Let’s plot the normalized gene expression shifts and the perturbation match scores on a scatter plot. The genes along the diagonal and deviating from the point cloud around the origin are predicted to be causal for the cell state transition.

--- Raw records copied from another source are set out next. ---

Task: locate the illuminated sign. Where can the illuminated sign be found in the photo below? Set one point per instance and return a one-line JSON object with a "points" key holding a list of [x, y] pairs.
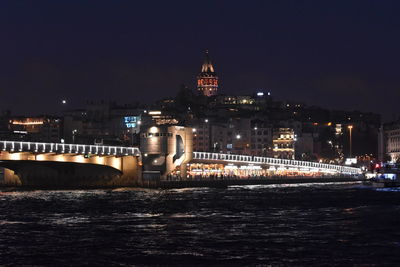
{"points": [[131, 121]]}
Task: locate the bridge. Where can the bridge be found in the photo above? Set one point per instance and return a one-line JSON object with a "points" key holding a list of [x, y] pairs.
{"points": [[54, 163], [287, 164], [33, 163]]}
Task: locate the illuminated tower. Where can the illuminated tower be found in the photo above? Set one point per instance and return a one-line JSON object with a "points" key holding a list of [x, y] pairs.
{"points": [[207, 80]]}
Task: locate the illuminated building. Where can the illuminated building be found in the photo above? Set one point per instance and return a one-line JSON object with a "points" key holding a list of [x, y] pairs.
{"points": [[283, 143], [44, 128], [389, 142], [207, 80]]}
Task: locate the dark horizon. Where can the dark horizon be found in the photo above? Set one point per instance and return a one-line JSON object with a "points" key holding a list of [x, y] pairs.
{"points": [[338, 56]]}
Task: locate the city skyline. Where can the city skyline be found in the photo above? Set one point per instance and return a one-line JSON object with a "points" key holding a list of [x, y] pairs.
{"points": [[342, 56]]}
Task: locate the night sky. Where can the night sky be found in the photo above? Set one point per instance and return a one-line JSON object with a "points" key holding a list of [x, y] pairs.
{"points": [[336, 54]]}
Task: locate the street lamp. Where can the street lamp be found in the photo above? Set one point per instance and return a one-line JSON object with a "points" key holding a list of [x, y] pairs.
{"points": [[73, 135], [350, 129]]}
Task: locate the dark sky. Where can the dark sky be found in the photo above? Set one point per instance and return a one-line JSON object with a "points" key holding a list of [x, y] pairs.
{"points": [[337, 54]]}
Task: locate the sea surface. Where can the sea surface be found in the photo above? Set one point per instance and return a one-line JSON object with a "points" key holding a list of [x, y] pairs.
{"points": [[309, 224]]}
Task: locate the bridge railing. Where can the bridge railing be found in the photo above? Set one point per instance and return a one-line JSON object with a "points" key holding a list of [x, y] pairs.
{"points": [[275, 162], [61, 148]]}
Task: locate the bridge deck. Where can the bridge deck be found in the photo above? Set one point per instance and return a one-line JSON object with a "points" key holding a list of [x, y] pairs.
{"points": [[217, 157], [61, 148]]}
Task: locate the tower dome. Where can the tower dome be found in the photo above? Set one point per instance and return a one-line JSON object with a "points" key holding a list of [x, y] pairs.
{"points": [[207, 80]]}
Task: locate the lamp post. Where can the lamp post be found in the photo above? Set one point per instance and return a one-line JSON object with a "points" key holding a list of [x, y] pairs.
{"points": [[73, 135], [350, 129]]}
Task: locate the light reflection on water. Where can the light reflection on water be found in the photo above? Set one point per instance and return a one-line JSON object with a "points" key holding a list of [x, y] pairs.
{"points": [[307, 224]]}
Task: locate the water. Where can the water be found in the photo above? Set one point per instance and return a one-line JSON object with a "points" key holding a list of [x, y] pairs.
{"points": [[311, 224]]}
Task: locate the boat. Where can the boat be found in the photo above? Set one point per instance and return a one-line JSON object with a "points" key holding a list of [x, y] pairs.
{"points": [[388, 178]]}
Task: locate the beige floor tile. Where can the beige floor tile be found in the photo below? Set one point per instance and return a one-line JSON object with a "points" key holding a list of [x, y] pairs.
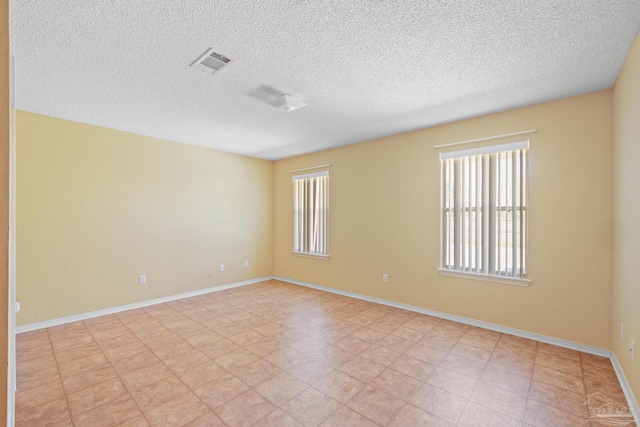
{"points": [[145, 376], [519, 341], [310, 371], [97, 395], [53, 412], [466, 367], [87, 379], [568, 366], [558, 398], [286, 357], [177, 412], [236, 359], [559, 379], [452, 382], [82, 364], [111, 413], [352, 345], [245, 410], [27, 380], [281, 388], [362, 369], [413, 367], [185, 361], [541, 415], [440, 403], [479, 341], [278, 418], [345, 417], [506, 381], [160, 392], [256, 372], [339, 386], [377, 405], [412, 416], [476, 415], [426, 354], [499, 400], [210, 419], [277, 354], [396, 343], [221, 390], [311, 407], [397, 384]]}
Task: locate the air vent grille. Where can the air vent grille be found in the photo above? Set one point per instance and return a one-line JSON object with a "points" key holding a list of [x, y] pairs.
{"points": [[210, 62]]}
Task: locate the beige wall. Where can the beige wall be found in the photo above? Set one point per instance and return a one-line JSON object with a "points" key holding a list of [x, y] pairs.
{"points": [[384, 218], [4, 201], [97, 207], [626, 289]]}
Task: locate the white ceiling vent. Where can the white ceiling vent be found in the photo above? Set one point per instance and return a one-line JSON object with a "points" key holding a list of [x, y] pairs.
{"points": [[289, 103], [210, 62]]}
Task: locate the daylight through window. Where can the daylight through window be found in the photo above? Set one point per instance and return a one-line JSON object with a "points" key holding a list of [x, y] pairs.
{"points": [[311, 213], [484, 211]]}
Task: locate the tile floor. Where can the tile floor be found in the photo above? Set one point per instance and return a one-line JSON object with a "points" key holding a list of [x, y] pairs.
{"points": [[277, 354]]}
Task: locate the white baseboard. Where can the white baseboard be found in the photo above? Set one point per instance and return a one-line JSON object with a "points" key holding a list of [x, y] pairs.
{"points": [[118, 309], [499, 328], [628, 393]]}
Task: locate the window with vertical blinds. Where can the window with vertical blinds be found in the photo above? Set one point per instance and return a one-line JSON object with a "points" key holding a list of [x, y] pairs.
{"points": [[484, 211], [311, 213]]}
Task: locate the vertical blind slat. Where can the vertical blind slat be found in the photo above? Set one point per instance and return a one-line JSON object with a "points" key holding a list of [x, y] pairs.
{"points": [[484, 213]]}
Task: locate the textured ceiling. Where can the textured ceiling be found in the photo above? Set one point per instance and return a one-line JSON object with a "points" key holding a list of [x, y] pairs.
{"points": [[366, 68]]}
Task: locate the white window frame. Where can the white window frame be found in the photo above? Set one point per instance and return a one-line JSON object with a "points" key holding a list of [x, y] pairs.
{"points": [[311, 214], [484, 194]]}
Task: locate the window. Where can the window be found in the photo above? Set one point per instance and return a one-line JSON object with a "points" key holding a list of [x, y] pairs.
{"points": [[484, 212], [311, 213]]}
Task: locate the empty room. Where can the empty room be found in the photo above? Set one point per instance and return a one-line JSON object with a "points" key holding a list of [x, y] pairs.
{"points": [[321, 213]]}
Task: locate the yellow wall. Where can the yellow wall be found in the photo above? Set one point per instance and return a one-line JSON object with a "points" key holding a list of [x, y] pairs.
{"points": [[384, 218], [4, 201], [97, 207], [626, 289]]}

Let’s label the gene names of a few strong predictions on the plot.

[6]:
fig, ax = plt.subplots(figsize=(4, 4), dpi=100)

ax.axhline(c='grey', lw=0.5)
ax.axvline(c='grey', lw=0.5)
ax.scatter(pert_match_df['gene_shift_z'], pert_match_df['pert_match_score'], s=1, rasterized=True)

label_df = pert_match_df[pert_match_df['perturbed_gene_name'].isin(
    ['EOMES', 'TBXT', 'EVX1', 'SNAI1', 'POU5F1', 'NANOG', 'PRDM14', 'DNMT3B'])]
for i, row in label_df.iterrows():
    plt.text(row['gene_shift_z'], row['pert_match_score'], row['perturbed_gene_name'],
             fontsize=8)

ax.set_xlabel('Gene expression shift (z-score)')
ax.set_ylabel('Perturbation match score')
[6]:
Text(0, 0.5, 'Perturbation match score')
../_images/tutorials_predict_causal_genes_for_cell_state_transitions_12_1.png

Here we can see that the EOMES, TBXT, EVX1 and SNAI1 are predicted to be the positive causal genes for the cell state transition. Indeed, these are transcription factors known to be crucial for primitive streak and mesoderm development. The transcription factors POU5F1 and NANOG, which are responsible for maintaining the pluripotency state, are predicted to be negative causal genes.